Oh look, this blog supports comments.


  1. My ex-manager does not have a cool license plate, but FWIW, he drives a BMW Z3, and usually rolls with the top down.

    If I have learned one thing, it is that the best way to ensure success in the workplace is to completely love what it is that you’re doing. This takes more or less direct effort depending on your natural affinity for your job. From what you’ve written, it sounds like teaching people about ethical hacking may very well be the better path; as odd as it sounds, it’s the one I’d recommend, if you can be reasonably assured that it will provide the neccessities for your family.

    I think you’d love the UCD job, and have said as much in the past. But it sounds like your heart is in a more hands-on like position, where you get to directly finesse cirricula, minds and business plans. The one thing that may indeed kill the hell out of you in UCD is the lack of actual making of things.

    Besides, my ex-manager is convinced I’ll be back in a year or so anyway, isn’t he?

  2. So, now that I’ve read through a bit more I have two follow on thoughts:
    1) You’re smarter than me. To be frank, I’d always kind of suspected this, but it’s always impressive to get a sense of relative scale.
    2) There is a potential downside to the teaching job, which is that it’s not certain how much opportunity you’d have for intellectual promiscuity. True, you may have huge chunks of time off in which to dabble and such, but I’ve always found that it’s easier to stretch one’s intellect in the company of others.

    Which brings me to the solution: the security job, and the off-time spent at my new offices! Eh? Eh!?

  3. Could you do both? Some big companies allow their staff to pursue part-time side projects, sometimes even letting them do an 80% workweek to accomodate them. Some managers at companies that officially don’t will let people do this anyway.

  4. I would guess – and since he’d be working for my ex-manager, presumably taking on some of my ex-workload, I’ve got a pretty good sense of these things – that he could do both, although not officially, and only if it was a day of teaching here and a day of teaching there.

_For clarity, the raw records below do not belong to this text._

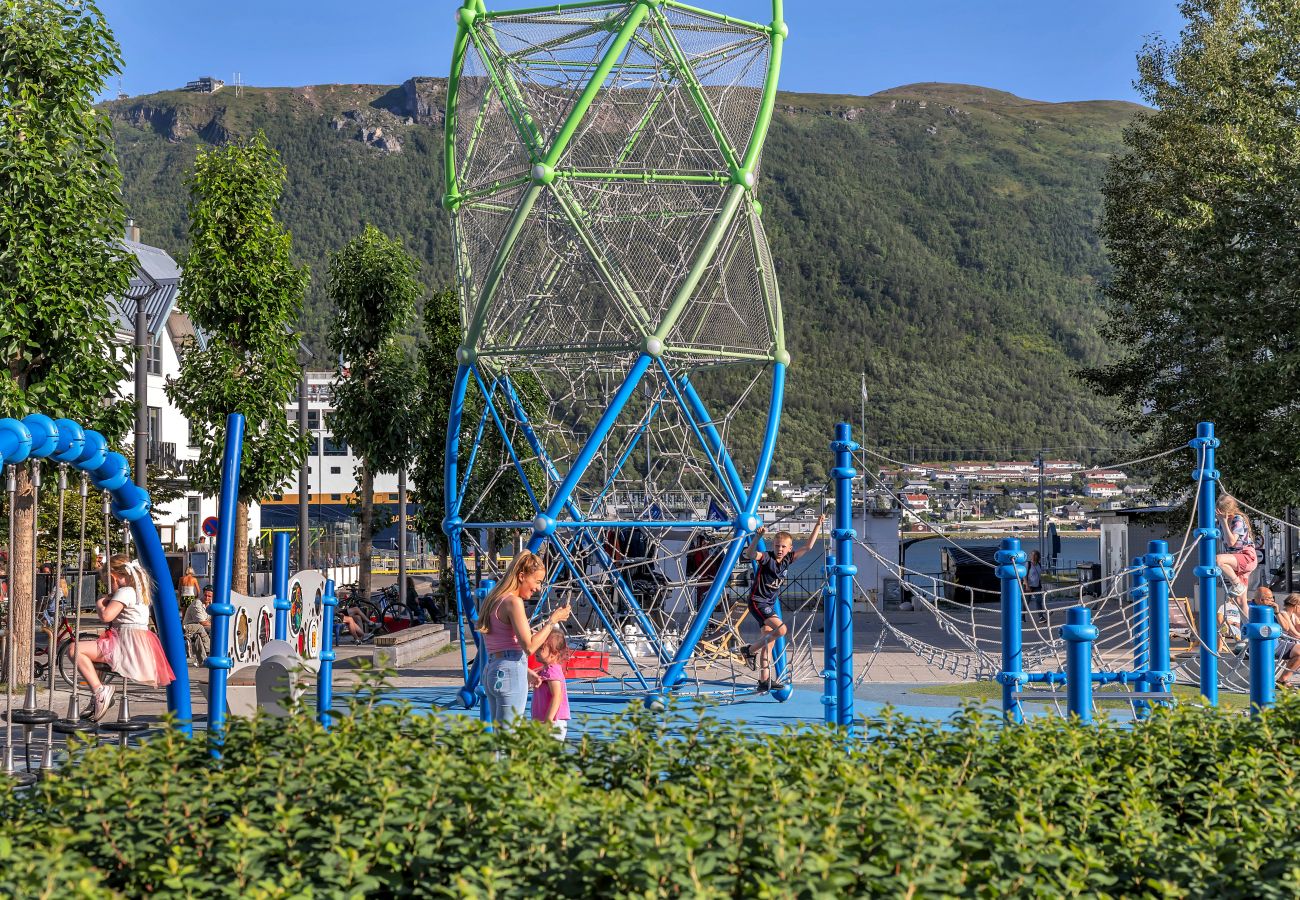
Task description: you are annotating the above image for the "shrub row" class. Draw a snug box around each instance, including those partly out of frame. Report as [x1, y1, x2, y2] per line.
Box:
[0, 681, 1300, 897]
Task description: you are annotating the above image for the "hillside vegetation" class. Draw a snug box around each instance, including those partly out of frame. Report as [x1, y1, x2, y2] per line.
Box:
[107, 78, 1140, 477]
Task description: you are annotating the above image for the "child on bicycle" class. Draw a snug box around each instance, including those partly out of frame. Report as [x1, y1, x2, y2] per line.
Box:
[533, 626, 569, 740]
[742, 514, 826, 693]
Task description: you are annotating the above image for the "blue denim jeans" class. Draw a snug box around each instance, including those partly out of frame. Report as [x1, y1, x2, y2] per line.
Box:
[484, 650, 528, 723]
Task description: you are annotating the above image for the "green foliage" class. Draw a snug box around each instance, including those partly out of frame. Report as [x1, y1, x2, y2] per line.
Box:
[166, 134, 308, 502]
[12, 695, 1300, 897]
[1089, 0, 1300, 507]
[0, 0, 134, 438]
[108, 82, 1138, 478]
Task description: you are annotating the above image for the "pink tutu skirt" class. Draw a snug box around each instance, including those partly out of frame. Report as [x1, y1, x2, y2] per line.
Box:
[95, 628, 176, 688]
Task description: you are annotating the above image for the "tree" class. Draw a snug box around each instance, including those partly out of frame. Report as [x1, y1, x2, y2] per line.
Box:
[0, 0, 133, 683]
[1086, 0, 1300, 509]
[166, 134, 308, 588]
[329, 225, 424, 597]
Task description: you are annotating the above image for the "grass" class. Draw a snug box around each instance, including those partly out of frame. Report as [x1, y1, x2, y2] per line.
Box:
[913, 682, 1251, 711]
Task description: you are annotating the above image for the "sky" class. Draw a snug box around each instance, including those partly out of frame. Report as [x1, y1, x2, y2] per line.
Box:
[99, 0, 1182, 101]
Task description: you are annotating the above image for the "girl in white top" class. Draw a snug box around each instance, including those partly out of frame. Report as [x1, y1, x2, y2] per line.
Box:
[77, 554, 176, 722]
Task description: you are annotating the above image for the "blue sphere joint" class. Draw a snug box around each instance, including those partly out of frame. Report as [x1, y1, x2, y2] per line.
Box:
[0, 419, 31, 463]
[49, 419, 86, 463]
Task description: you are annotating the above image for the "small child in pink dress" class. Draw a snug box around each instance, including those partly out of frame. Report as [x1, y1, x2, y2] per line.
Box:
[75, 553, 176, 722]
[533, 631, 569, 740]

Taking weeks at a time off would be impractical, if not impossible.

  5. […] The aforementioned cusp has come and gone. I’m taking the UCD job. […]

  6. Hi. I used to work @ the Watson Research Lab back in the day. I always enjoyed the annual UCD conference. And always imagined a UCD shagra-la up there in Canada. Funny to run across your blog. Good luck with the UCD job.

  7. I enjoyed your site and look forward to more.

  8. I did a Google for beltzner basf, and your July 18, 2005, entry came up. It looks like Mike Beltzner in California may have Canadian roots, and I am trying to find out something about O. W. Beltzner, a former (and founding) vice president of BASF Canada. I clicked on a link to Mike Beltzner’s website, but I could not figure out how to send him a message. (I don’t do blogs very often.) Can you please tell me how I can reach Mike Beltzner? Thanks.

  9. Your post is on target. Keep it up.